Come spring, bullets were flying, people dying, bombs and IEDs booming in Afghanistan and the news networks covered every encounter, every casualty. Grad students were consumed with school but 9/11 was too much to ignore. George W. was ranting, “You’re either with us or against us.” and that hubris still remains a self inflicted insult with a life of its own. His advisors who oozed with confidence were the same experts who ridiculed the Russians for waging war there; “You simply cannot win a ground war in Afghanistan.” At Woody’s place everybody followed their own compass but were also collard by the same war.
My son was full of piss & vinegar (aggressive energy). American casualties are factored into the cost of waging war and he dismissed that easily; they had all volunteered and knew the risks. Dead insurgents were just numbers, squandered by a corrupt Taliban regime and he (my son) certainly had no qualms over their demise. Analytic chemistry was his full time concern, 24/7.
For five years I loved going to Ann Arbor. I had recently retired and got to see my kid, got to hang out in a bonafide research laboratory, be around enthusiastic, young people whose stories were just beginning to unfold; not to mention Ann Arbor’s concerts and food scene. Around the house I blended in and nobody noticed me. Woody was still ‘the man’ and ‘What’s Her Name’ grew increasingly troubled by the war. She would sit on the sofa watching real time coverage of air strikes and roadside bombings. Her reaction to every report was the same. She winced and groaned with each explosion and whimpered, “Why can’t we just get along?” it was 2002.
A year later my son moved across town to a different house, shared by different grad students but no surrogate parents. They lived in a bubble, away from politics, away from George W.’s war. Their work was consuming and challenging but that is why they were there. I could sleep on the sofa whenever I was in town. It was a good time but seemed he would grow old and die before he finished his program. In hindsight it confirmed the adage; a watched pot never boils.
Twenty years have slipped under the bridge and down stream and we’ve both moved on. He did good, got his gold braid, Maize & Blue Hood and a real job. But also I remember ‘What’s Her Name’s’ whimpering; “Why can’t we ...” Her concern was well taken but whimpering was all she could do.

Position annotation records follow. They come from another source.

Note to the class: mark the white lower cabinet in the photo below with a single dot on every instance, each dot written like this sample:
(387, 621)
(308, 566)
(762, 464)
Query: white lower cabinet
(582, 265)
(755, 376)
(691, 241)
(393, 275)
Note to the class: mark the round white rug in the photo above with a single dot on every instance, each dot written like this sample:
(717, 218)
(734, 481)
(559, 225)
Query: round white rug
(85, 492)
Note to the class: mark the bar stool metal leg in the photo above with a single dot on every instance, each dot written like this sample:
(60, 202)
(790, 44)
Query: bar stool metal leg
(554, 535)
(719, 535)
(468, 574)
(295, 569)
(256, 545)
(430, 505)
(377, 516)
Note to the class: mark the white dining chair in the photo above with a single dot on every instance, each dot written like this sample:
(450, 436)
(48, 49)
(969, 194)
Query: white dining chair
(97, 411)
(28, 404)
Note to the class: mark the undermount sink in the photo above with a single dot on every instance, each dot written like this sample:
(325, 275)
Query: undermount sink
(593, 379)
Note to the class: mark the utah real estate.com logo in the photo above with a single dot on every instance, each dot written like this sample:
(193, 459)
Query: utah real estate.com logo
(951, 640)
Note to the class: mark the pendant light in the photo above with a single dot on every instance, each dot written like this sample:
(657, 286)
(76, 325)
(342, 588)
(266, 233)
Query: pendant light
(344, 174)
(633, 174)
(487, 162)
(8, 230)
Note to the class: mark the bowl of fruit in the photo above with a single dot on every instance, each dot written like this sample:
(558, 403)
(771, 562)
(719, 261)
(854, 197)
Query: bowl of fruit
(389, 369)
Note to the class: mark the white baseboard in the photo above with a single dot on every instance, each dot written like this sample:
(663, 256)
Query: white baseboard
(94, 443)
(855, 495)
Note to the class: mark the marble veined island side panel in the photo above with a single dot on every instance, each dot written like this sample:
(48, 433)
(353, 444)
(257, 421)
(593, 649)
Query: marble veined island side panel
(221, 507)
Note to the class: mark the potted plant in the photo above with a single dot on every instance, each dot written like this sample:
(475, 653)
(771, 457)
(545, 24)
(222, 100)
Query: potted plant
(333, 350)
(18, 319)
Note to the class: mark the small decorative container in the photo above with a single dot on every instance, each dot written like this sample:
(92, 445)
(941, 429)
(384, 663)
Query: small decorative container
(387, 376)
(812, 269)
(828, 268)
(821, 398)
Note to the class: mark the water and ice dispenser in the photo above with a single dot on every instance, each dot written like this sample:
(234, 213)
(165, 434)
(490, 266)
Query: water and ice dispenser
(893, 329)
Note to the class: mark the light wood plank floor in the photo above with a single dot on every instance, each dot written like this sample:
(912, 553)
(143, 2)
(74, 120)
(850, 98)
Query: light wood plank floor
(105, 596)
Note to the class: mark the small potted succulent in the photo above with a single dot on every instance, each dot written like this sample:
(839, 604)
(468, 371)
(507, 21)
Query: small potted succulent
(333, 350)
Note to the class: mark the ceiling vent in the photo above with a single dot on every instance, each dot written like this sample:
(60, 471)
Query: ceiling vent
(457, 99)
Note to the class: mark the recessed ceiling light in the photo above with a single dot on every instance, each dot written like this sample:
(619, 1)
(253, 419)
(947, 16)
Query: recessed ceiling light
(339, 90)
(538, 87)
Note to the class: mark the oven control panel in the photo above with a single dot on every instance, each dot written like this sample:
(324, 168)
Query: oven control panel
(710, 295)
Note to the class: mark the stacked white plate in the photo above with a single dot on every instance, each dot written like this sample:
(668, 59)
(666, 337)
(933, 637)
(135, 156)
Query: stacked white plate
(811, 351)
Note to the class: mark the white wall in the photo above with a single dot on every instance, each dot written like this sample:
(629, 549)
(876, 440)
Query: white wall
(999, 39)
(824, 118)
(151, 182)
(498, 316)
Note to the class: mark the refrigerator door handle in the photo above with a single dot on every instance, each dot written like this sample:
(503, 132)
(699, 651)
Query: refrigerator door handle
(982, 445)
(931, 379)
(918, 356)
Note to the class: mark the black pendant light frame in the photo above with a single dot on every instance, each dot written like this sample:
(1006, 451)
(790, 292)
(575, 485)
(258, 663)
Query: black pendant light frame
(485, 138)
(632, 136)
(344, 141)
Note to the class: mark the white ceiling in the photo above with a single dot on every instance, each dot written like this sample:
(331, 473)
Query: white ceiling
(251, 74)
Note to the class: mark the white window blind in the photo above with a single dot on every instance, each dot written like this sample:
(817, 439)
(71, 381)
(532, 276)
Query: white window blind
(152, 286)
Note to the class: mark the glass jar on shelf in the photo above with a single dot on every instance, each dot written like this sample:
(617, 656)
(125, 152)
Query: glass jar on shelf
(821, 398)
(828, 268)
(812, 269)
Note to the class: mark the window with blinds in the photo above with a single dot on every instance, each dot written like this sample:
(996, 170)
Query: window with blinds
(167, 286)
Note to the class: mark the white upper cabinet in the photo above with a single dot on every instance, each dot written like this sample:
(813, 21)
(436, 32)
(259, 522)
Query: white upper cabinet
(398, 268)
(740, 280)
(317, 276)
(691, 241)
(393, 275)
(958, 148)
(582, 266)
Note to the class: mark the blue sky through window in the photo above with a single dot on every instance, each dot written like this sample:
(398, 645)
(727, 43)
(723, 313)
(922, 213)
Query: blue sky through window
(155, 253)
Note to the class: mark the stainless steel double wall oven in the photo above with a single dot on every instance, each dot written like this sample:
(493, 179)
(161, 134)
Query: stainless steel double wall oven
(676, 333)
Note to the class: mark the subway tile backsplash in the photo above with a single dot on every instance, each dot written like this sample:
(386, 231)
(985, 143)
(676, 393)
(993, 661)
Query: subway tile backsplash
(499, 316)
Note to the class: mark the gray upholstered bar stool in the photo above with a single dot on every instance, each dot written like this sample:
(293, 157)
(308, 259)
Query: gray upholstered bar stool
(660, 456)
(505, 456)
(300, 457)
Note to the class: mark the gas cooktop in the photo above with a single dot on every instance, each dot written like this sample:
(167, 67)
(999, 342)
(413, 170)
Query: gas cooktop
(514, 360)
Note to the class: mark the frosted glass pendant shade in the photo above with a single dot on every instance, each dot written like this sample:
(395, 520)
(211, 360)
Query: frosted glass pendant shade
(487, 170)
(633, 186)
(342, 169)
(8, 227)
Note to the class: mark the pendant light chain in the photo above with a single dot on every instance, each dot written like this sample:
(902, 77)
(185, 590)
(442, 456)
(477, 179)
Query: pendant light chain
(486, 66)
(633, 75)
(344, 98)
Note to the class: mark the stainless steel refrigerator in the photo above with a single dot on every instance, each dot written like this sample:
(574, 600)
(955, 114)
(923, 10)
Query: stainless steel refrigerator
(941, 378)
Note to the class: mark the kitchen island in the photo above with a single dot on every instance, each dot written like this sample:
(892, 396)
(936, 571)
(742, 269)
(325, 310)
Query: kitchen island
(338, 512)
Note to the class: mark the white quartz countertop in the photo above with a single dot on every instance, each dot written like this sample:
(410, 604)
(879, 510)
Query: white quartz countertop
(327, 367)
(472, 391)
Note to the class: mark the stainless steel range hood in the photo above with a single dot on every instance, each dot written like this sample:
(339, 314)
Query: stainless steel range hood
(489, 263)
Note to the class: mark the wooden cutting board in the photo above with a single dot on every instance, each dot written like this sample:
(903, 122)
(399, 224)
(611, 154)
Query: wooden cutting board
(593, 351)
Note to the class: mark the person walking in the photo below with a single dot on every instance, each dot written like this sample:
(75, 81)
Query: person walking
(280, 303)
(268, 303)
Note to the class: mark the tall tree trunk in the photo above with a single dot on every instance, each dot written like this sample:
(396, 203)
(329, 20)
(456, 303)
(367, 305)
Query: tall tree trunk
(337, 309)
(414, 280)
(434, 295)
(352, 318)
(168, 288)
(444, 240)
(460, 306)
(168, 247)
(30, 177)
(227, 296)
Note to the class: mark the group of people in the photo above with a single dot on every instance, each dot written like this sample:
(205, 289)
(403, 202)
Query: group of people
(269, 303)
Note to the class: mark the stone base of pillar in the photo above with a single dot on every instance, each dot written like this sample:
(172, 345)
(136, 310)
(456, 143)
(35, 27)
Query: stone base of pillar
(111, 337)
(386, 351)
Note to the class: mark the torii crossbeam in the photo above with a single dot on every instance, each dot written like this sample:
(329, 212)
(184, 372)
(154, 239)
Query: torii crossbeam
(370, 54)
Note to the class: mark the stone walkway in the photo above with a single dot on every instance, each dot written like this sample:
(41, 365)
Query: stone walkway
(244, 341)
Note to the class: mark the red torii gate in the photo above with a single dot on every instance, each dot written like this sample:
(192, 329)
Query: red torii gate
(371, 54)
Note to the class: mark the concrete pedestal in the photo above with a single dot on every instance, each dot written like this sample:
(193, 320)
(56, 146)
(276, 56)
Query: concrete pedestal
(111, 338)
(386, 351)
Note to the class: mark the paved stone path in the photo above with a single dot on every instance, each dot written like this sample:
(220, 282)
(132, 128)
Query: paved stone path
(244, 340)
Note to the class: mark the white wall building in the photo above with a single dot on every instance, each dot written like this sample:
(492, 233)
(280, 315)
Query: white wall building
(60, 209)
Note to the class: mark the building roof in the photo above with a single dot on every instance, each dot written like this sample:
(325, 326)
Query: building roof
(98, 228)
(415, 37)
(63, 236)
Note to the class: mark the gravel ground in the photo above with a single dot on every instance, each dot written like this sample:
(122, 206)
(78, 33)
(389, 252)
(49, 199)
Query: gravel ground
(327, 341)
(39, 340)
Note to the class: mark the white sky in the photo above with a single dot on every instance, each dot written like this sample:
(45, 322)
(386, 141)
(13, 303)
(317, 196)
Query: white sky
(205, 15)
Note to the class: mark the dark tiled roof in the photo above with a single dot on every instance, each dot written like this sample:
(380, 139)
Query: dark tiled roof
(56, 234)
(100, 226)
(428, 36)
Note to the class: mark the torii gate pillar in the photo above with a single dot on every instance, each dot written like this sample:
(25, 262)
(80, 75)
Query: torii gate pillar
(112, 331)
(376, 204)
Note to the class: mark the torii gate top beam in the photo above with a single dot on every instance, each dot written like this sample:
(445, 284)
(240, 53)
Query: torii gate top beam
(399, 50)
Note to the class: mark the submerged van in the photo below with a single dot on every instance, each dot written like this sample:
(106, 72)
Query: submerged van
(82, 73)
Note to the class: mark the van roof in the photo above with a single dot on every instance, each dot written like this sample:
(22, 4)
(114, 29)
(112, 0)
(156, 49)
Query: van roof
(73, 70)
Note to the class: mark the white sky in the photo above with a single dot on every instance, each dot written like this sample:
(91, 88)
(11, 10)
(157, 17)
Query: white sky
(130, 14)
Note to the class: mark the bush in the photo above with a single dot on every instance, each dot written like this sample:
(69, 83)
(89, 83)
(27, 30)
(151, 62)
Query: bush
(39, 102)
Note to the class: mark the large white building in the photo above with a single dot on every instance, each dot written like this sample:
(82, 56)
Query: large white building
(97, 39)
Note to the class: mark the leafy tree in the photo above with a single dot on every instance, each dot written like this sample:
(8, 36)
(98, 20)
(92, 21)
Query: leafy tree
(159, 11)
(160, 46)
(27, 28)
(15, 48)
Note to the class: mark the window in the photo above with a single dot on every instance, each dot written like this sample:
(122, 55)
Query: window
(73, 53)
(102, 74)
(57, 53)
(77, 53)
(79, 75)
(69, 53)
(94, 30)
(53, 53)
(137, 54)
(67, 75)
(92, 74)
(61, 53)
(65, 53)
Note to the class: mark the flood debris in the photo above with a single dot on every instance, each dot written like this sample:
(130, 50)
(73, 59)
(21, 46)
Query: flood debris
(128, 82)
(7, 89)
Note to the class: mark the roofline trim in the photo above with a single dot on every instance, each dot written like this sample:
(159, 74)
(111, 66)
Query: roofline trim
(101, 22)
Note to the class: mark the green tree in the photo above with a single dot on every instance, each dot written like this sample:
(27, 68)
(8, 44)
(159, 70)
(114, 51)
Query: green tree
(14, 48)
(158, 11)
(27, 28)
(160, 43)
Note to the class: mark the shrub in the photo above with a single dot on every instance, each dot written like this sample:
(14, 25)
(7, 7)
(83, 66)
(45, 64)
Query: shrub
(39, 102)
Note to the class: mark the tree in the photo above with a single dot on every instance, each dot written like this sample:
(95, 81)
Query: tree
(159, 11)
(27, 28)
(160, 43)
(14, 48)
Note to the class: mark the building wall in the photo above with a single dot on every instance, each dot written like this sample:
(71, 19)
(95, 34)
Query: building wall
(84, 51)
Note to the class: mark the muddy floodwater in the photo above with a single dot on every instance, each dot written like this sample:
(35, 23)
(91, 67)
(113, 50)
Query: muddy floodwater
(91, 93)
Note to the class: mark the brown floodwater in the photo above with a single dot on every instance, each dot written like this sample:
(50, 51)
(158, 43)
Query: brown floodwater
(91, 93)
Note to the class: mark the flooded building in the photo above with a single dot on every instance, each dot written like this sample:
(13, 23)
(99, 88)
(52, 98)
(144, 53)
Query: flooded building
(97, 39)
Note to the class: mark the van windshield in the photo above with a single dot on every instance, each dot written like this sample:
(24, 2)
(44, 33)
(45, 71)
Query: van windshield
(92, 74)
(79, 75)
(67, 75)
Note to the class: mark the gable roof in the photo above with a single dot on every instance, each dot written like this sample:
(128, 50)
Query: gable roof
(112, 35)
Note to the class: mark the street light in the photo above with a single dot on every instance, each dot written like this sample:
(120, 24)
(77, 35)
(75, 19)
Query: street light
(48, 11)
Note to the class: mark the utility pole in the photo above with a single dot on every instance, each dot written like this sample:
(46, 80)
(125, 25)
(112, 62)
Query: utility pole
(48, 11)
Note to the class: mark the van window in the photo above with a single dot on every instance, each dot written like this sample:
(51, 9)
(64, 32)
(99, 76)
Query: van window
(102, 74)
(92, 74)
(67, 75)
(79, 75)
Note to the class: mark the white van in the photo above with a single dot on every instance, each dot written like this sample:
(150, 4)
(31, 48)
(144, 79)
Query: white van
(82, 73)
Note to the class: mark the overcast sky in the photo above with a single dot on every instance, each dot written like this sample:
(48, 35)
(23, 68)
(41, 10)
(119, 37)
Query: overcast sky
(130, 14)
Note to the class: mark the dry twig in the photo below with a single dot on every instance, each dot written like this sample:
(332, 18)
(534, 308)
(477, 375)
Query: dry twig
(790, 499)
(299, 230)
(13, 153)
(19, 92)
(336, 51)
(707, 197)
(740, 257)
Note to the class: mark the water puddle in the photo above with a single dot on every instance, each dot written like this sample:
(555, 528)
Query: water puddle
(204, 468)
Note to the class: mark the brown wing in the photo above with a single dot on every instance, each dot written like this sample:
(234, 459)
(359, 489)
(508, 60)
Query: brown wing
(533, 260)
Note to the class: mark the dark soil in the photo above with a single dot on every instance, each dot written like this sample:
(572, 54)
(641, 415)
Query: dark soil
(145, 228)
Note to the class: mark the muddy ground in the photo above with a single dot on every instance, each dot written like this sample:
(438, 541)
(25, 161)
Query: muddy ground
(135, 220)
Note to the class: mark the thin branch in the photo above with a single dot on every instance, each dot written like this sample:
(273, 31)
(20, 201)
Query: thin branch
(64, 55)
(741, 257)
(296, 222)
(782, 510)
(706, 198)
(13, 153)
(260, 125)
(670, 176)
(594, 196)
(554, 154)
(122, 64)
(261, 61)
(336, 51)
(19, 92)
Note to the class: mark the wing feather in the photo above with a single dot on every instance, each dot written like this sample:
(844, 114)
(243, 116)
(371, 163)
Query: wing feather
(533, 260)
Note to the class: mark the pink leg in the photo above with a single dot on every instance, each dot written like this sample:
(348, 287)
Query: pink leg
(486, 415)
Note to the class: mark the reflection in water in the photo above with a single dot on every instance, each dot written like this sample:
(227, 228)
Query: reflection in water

The difference from her then to me now is that I don’t beg the question, I know why.
Human evolution bogged down about 12,000 years ago when the 1st Agriculture revolution started crowding people together in towns and city states. They suffered a highly contagious outbreak of arrested development, stuck at the 3 year-old stage. It didn’t affect our creative talents, only manifest in the selfish, ‘Me-me’ & ‘I want’ nature of spoiled 3 year-olds. We are still stuck. If a 3 year old can’t have what they want they can throw a temper tantrum but then they grow up. Regular people get mad but they get over it. Tyrants have no qualms about killing their enemies if that’s how they get what they want. Whoever gets in the way, they die too. The ‘Bullies’ believe their own dead warriors make their mothers proud and dead enemies have only themselves to blame. Tyrants know if you don’t win you die so they have no reason to compromise or follow rules and wholesale murder is a universal remedy for bad neighbors.
Mrs. ‘What’s Her Name’s’ moaning just vents some anxiety; a question with an (!) instead of a (?). Humans get along very well with inanimate things but not each other and it will be a while before the Bullies hold hands and sing Kumbaya.